When I first heard about the TARP (the Troubled Asset Relief Program) I turned to my husband and said "Uh..oh. This means trouble!" I've worked implementing and managing Federal funds for 20+ years. I've done it as a private consultant and as a political appointee. The number one rule about dealing with Federal money is that first come the regulations and THEN comes the actual money. If I give you the money first there's no reason for you to pay attention to me when I start jumping up and down, demanding that you do annoying things like honor the actual reasons you're supposed to use the money I gave you. Anyone whose ever suffered through a Federal audit can attest to just how mean spirited some of those auditors can be when it comes to proving what you spent your money on. Somehow I can't imagine Citibank or the Bank of New York suffering through that type of audit a few years down the road. But I digress which I do constantly or so my husband tells me.
I've actually enjoyed reading some of the articles out there about the TARP. Everyone has an opinion, especially economists. The financial institutions (the big boys) that got money from the "first wave" of funding said they needed it to enable them to provide credit to everyone from big and small businesses to individuals needing mortgages.
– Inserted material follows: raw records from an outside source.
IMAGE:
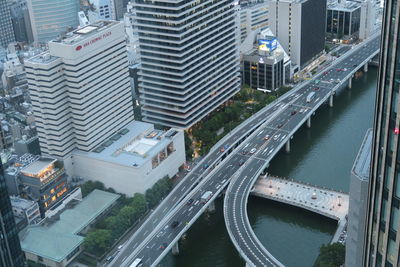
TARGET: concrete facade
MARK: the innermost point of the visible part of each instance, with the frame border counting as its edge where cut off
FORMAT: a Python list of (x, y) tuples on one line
[(129, 172), (80, 89), (299, 26)]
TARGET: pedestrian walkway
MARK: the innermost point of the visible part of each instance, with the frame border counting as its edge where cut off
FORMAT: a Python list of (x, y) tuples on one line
[(326, 202)]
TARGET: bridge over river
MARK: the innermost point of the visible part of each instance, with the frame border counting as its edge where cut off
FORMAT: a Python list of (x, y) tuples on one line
[(327, 202)]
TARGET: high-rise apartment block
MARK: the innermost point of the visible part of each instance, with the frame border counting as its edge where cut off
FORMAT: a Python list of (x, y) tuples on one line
[(6, 30), (299, 26), (383, 221), (49, 20), (189, 58), (80, 89), (10, 249)]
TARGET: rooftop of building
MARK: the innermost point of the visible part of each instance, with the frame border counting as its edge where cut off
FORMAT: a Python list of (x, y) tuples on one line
[(38, 166), (85, 32), (21, 203), (362, 163), (134, 145), (56, 237), (346, 6), (263, 56)]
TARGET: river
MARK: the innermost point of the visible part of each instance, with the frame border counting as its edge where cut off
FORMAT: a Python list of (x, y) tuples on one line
[(322, 155)]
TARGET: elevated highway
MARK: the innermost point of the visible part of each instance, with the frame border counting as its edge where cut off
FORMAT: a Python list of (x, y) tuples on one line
[(326, 202), (160, 233), (280, 131)]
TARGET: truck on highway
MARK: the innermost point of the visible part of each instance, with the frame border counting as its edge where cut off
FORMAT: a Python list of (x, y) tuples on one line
[(310, 97), (206, 197)]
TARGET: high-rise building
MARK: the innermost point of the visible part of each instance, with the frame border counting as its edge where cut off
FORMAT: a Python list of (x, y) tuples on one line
[(299, 26), (10, 249), (6, 30), (343, 20), (253, 18), (382, 246), (21, 21), (49, 20), (189, 58), (80, 89)]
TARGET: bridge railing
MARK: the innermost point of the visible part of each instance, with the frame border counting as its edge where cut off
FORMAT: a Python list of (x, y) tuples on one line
[(293, 203), (284, 179)]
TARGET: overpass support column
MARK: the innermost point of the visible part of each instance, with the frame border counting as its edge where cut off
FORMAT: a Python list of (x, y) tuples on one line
[(175, 249), (287, 147), (211, 207)]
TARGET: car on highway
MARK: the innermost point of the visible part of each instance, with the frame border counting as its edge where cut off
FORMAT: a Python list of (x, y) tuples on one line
[(222, 149), (174, 224), (110, 258)]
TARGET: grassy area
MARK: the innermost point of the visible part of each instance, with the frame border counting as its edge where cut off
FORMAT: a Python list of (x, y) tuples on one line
[(206, 133), (126, 213)]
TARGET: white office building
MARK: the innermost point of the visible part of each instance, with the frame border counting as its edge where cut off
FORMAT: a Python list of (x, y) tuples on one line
[(80, 89), (134, 159), (50, 19), (101, 10), (189, 58), (299, 26)]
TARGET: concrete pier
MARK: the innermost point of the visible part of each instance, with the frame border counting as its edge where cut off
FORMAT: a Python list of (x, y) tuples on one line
[(309, 122), (175, 249), (211, 207), (331, 100), (287, 147), (329, 203)]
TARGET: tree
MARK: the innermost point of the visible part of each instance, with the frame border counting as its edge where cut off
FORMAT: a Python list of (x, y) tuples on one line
[(188, 146), (332, 255), (97, 241)]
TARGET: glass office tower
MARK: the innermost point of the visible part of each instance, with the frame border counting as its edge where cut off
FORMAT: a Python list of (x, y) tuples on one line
[(189, 58), (383, 218), (10, 249), (6, 30)]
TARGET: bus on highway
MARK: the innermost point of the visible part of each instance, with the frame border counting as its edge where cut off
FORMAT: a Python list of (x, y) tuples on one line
[(310, 97), (136, 263)]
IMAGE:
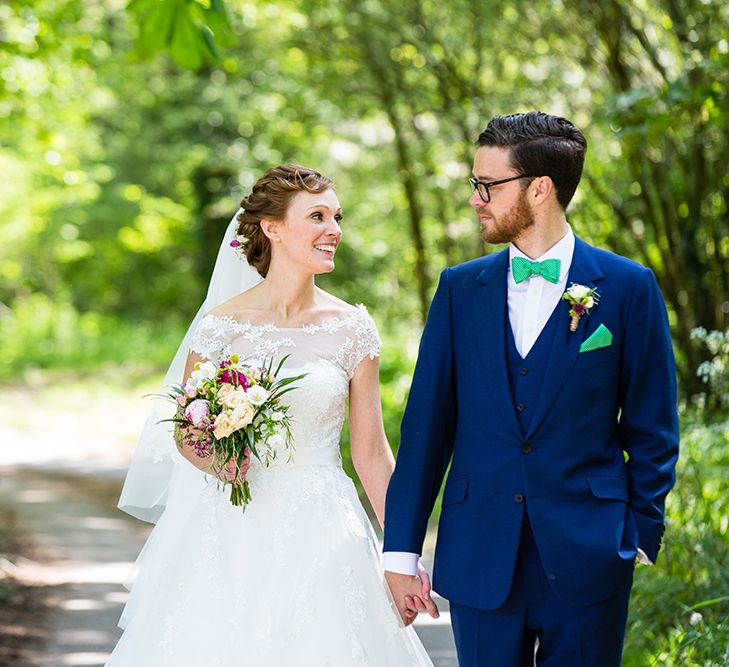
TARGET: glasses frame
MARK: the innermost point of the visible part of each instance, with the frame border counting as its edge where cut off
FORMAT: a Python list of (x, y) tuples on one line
[(476, 185)]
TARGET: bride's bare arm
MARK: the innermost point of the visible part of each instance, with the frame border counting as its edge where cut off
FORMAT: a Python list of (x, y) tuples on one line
[(371, 454)]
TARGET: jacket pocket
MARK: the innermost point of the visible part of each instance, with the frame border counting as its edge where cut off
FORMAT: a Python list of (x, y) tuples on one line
[(455, 491), (615, 488)]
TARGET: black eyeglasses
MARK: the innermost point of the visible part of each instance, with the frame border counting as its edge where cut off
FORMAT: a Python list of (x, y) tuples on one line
[(483, 188)]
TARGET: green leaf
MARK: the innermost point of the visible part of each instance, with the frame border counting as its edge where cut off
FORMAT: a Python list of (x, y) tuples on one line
[(157, 26), (186, 46)]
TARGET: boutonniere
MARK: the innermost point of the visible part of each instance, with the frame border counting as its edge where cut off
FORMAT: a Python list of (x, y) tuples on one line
[(581, 299)]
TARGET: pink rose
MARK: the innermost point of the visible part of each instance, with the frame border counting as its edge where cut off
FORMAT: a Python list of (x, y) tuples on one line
[(198, 412)]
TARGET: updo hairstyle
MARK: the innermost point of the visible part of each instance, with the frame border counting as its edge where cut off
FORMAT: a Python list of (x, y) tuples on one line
[(270, 198)]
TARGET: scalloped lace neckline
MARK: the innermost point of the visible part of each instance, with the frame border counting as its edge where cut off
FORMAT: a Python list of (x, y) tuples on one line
[(328, 324)]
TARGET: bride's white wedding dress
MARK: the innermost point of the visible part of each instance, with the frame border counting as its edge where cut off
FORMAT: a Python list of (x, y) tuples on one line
[(296, 579)]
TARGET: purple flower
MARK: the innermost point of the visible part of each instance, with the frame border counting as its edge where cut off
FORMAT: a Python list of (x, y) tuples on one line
[(225, 376), (198, 412), (243, 381)]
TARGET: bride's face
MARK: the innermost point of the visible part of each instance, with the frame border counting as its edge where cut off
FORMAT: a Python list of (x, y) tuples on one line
[(310, 233)]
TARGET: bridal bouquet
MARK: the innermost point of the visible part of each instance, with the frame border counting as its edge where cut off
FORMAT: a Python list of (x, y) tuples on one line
[(237, 411)]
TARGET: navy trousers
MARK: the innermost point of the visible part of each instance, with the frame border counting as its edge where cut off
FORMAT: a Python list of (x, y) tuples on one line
[(568, 636)]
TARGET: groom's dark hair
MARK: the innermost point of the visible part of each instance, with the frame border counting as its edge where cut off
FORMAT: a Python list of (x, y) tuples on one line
[(541, 145)]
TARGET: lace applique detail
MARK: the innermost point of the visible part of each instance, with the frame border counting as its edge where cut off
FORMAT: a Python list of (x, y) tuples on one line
[(363, 341), (214, 334)]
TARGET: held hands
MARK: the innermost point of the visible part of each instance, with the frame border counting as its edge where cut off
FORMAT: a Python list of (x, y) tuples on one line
[(411, 594)]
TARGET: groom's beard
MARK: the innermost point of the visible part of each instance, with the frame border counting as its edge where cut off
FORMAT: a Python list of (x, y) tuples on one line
[(511, 225)]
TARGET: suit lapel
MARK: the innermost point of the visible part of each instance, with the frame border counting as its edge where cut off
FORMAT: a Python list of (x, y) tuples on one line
[(489, 305), (584, 270)]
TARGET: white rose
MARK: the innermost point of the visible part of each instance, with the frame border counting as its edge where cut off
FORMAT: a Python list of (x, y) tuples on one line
[(242, 416), (257, 395), (233, 398), (578, 291), (223, 426)]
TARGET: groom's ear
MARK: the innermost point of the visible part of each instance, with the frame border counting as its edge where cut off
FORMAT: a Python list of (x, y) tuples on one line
[(540, 189)]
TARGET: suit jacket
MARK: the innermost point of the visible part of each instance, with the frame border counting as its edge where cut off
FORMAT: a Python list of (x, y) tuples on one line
[(593, 467)]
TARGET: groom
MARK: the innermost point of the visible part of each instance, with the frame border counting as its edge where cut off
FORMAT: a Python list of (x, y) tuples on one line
[(546, 380)]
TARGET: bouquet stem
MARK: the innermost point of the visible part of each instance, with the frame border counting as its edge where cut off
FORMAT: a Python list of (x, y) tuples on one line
[(240, 493)]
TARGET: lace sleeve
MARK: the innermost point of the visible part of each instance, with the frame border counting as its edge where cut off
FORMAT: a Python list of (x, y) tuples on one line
[(361, 341), (211, 338)]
Congress got pretty upset when they found out the bailout funds they gave to the big banks was being used to buy other banks. Kind of like saying you need a student loan to pay your tuition but actually using the money to buy a car. People get really testy about things like that. Now if you or I pulled a switch like the banks are accused of we'd be under the jail but when you're talking about millions of dollars the rules get a little grey. These among many others are also the reasons Congress didn't want to give our new President the second part of the bailout funds - $350 billion dollars. But they relented. Personally I've been struggling financially for almost twelve months now - fighting to keep my small house out of foreclosure. A mere $5,000 would go a long way to help. Tomorrow I'll tell you about the many, many hoops I've had to jump through just to get considered for one of the Federal foreclosure prevention programs. I warned you I tend to digress.
So the bottom line on the TARP is that the President-elect is planning to impose the regulations that weren't imposed on the first $350 billion. I'm beginning to think of all this like stacking sandbags against a flood. The floodwater's keep pushing out the sandbags so we run down and redo the dam. It's too scary to even think about what happens if the auto industry, the banking industry and the housing industry don't get the money they need. But on the other hand those in the know say there just isn't enough money to go around. I really am starting to worry about what kind of debt (remember the TARP is borrowed tax money) I'm leaving for my three grandchildren to deal with.